本发明提供了一种纳米晶复相钕铁硼永磁体织构化增强的制备方法。该方法将经热压处理得到的NdFeB复合坯体在低温下以低速率进行热变形处理,获得了全致密各向异性的NdFeB复相永磁块体。与传统工艺相比,在低温下变形取向,能有效抑制晶粒长大,同时低速率进行热变形有利于低温下的晶界相均匀分布,增强硬磁相织构,还能抑制变形过程中裂纹的形成与扩展,提高块体的致密化与磁性能。

Description

一种纳米晶复相钕铁硼永磁体织构化增强的制备方法
技术领域
本发明涉及磁性材料技术领域,尤其是指一种纳米晶复相钕铁硼永磁体织构化增强的制备方法。
背景技术
1993年,Skomski和Coey从理论上预言了各向异性的纳米复合永磁体具有120MGOe的磁能积,远高于现有粉末烧结NdFeB磁体的理论值64MGOe,并且稀土含量低,这使它有望成为下一代高性能、低成本的永磁体材料。然而,实验上制备这种理想的纳米结构是一个巨大的挑战。
热压热变形技术是制备全致密各向异性单相NdFeB永磁体的有效手段,通常认为是富稀土相作为晶界液相促进晶粒转动,使磁体形成片状晶结构,从而获得强烈的磁晶各向异性。为了制备软硬磁性相复合的热变形磁体,研究者们采用了富稀土快淬粉和贫稀土快淬粉混合以及贫稀土快淬粉和低熔点合金混合等方式进行尝试。
微观结构表明,对于富稀土快淬粉和贫稀土快淬粉混合的热变形磁体,只有富稀土液相区形成硬磁相织构,贫稀土区域基本没有发生变形取向;对于贫稀土快淬粉和低熔点合金混合的热变形磁体,通过引入低熔点合金作为晶界相提高复合磁体的变形取向能力,能够制备出具有显著各向异性的全致密纳米晶复相永磁材料。
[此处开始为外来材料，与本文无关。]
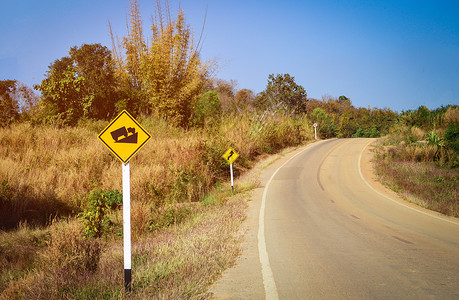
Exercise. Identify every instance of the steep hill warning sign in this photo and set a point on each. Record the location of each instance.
(124, 136)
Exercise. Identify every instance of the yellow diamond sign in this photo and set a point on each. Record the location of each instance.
(124, 136)
(230, 156)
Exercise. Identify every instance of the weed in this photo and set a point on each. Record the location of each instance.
(95, 217)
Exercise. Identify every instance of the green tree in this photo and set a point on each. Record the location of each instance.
(81, 85)
(94, 63)
(9, 108)
(326, 126)
(207, 110)
(283, 92)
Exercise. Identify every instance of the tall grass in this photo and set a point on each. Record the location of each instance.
(418, 171)
(47, 173)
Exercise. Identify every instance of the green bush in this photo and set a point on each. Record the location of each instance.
(95, 217)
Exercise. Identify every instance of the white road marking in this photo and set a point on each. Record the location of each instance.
(268, 278)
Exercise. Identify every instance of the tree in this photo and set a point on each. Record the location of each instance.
(9, 108)
(81, 85)
(207, 110)
(168, 74)
(283, 92)
(326, 126)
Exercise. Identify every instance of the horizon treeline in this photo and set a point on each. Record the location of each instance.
(163, 75)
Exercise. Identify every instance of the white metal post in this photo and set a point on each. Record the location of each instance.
(232, 183)
(127, 226)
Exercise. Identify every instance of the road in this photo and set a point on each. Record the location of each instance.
(319, 228)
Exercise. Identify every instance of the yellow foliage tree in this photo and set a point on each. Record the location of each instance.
(168, 71)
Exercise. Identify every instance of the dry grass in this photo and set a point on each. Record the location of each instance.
(183, 224)
(410, 171)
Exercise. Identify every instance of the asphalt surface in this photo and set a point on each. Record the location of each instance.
(319, 227)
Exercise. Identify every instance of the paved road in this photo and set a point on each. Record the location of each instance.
(326, 233)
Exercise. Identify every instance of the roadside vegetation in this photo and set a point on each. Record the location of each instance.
(60, 188)
(420, 158)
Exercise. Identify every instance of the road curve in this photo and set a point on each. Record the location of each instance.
(326, 233)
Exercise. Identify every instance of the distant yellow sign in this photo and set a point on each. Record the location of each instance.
(124, 136)
(230, 156)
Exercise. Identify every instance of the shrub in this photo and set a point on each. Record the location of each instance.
(99, 205)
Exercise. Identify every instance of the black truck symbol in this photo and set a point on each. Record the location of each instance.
(130, 136)
(231, 154)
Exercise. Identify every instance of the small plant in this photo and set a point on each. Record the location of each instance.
(95, 217)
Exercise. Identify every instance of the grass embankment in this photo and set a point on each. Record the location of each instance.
(420, 172)
(183, 222)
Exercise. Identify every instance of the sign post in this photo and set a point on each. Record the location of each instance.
(230, 156)
(124, 137)
(127, 227)
(315, 130)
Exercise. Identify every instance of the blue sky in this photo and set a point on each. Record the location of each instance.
(396, 54)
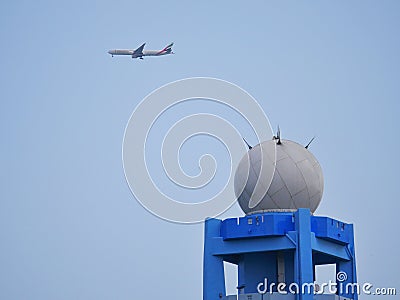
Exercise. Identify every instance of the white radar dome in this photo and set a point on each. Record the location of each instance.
(297, 181)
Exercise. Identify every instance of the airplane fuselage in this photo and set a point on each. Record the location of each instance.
(131, 52)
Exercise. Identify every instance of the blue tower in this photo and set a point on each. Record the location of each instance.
(279, 242)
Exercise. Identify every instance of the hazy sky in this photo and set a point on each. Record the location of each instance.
(69, 225)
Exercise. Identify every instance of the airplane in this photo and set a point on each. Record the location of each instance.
(140, 53)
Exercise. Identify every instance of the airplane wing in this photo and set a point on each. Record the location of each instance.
(139, 51)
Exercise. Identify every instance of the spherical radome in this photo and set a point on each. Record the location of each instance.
(297, 181)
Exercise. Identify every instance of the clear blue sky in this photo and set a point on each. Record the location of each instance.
(69, 226)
但是,传统的热变形温度较高,通常达到700℃以上,使片状晶过分生长,横向尺寸达到数微米,远远超过软硬磁性相所要求的交换耦合尺寸。此外,传统热变形工艺变形时间短,低熔点晶界相分布不匀均,会恶化复合磁体的各向异性。
发明内容
针对上述技术现状,本发明旨在提供一种纳米晶复相钕铁硼永磁体织构化增强的制备方法,其不仅能在较低温度下实现复合磁体变形,而且能够进一步增强变形磁体的织构化能力。
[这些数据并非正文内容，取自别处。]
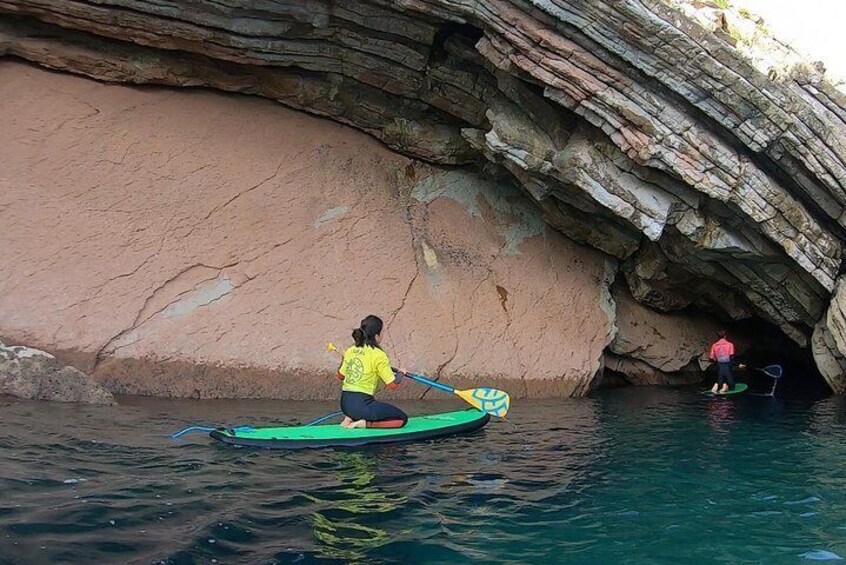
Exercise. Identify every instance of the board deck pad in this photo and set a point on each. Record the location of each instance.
(333, 435)
(738, 388)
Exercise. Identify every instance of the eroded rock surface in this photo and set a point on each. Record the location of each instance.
(829, 341)
(36, 375)
(224, 240)
(713, 181)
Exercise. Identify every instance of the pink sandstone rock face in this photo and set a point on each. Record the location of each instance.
(197, 244)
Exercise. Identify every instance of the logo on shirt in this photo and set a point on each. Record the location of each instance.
(355, 370)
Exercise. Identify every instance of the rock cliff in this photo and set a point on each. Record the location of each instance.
(636, 129)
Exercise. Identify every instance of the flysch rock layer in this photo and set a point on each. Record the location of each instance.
(202, 245)
(638, 130)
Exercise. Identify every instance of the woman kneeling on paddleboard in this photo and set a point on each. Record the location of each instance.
(364, 365)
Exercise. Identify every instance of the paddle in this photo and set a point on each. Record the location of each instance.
(490, 400)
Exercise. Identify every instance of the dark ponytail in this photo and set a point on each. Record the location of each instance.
(366, 333)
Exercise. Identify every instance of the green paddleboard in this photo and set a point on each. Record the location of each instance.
(738, 388)
(333, 435)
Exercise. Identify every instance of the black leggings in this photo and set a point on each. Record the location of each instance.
(360, 406)
(724, 375)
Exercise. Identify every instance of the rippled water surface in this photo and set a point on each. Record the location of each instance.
(629, 476)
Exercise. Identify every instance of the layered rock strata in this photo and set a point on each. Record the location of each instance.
(198, 245)
(635, 130)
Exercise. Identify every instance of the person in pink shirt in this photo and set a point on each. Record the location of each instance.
(722, 353)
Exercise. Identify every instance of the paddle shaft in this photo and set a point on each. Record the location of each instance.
(423, 380)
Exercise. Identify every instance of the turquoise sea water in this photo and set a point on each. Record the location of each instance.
(628, 476)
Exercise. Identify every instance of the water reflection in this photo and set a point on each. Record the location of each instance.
(340, 526)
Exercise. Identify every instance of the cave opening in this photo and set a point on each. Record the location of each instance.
(762, 344)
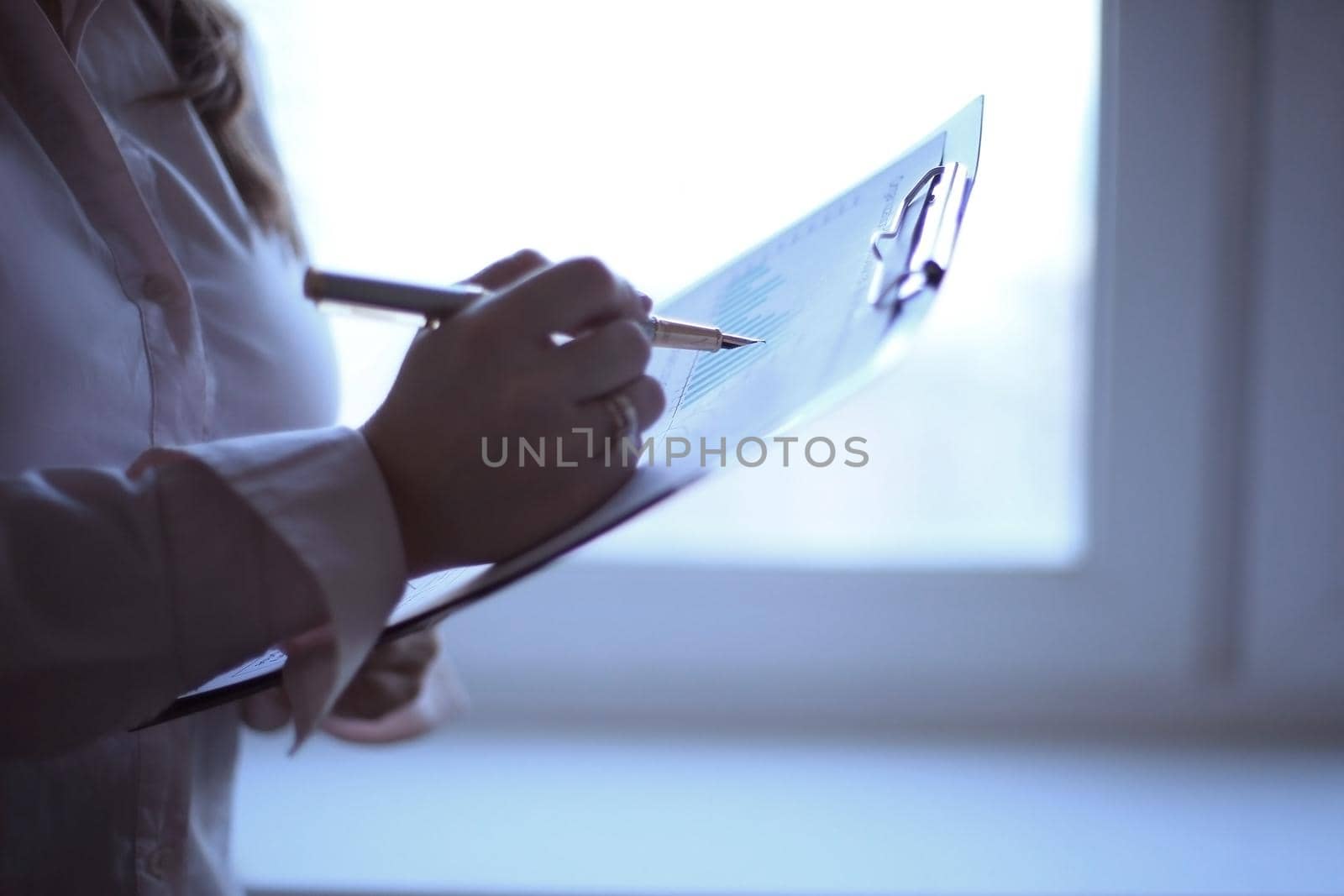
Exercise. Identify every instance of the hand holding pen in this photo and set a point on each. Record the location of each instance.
(430, 305)
(492, 371)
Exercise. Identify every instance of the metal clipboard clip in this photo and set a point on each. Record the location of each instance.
(927, 222)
为了实现上述目的,本发明人采用热压热变形法,经过大量实验探索研究后发现在热变形过程中,采用低温低速变形,即,控制温度在550℃~700℃,能够有效抑制晶粒长大,确保软、硬磁性相间的交换耦合作用;采用低速率变形,即,控制沿着压力方向的变形速率v≤4um/s,能够促进低温下的晶界相均匀分布,不仅利于增强硬磁相织构,还能抑制低温变形过程中裂纹的形成与扩展,提高块体的致密化与磁性能。
即,本发明的技术方案为:一种纳米晶复相钕铁硼永磁体织构化增强的制备方法,采用热压热变形法,即,包括将钕铁硼双相复合永磁材料的粉体预成型为坯体的热压过程,以及将坯体微观织构化为各向异性块体的热变形过程,其特征是:在热变形过程中,控制沿着压力方向的变形速率v≤4um/s,控制变形温度为550℃~700℃。
所述的钕铁硼双相复合永磁材料是以金属间化合物Re2Fe14B为基础的永磁材料,主要成分为稀土元素钕(Nd)、铁(Fe)、硼(B),为了获得不同性能,部分钕可用镝(Dy)、镨(Pr)等其他稀土金属替代。并且,利用该钕铁硼永磁材料的粉体制得的各向异性块体是包含硬磁性相Re2Fe14B与软磁性相α-Fe的钕铁硼双相复合结构。
作为优选,在热变形过程中,控制温度为550℃~650℃,进一步优选为600℃~650℃。
作为优选,在热变形过程中,控制沿着压力方向的变形速率v为0.02um/s≤v≤4um/s,进一步优选为0.5um/s≤v≤1um/s。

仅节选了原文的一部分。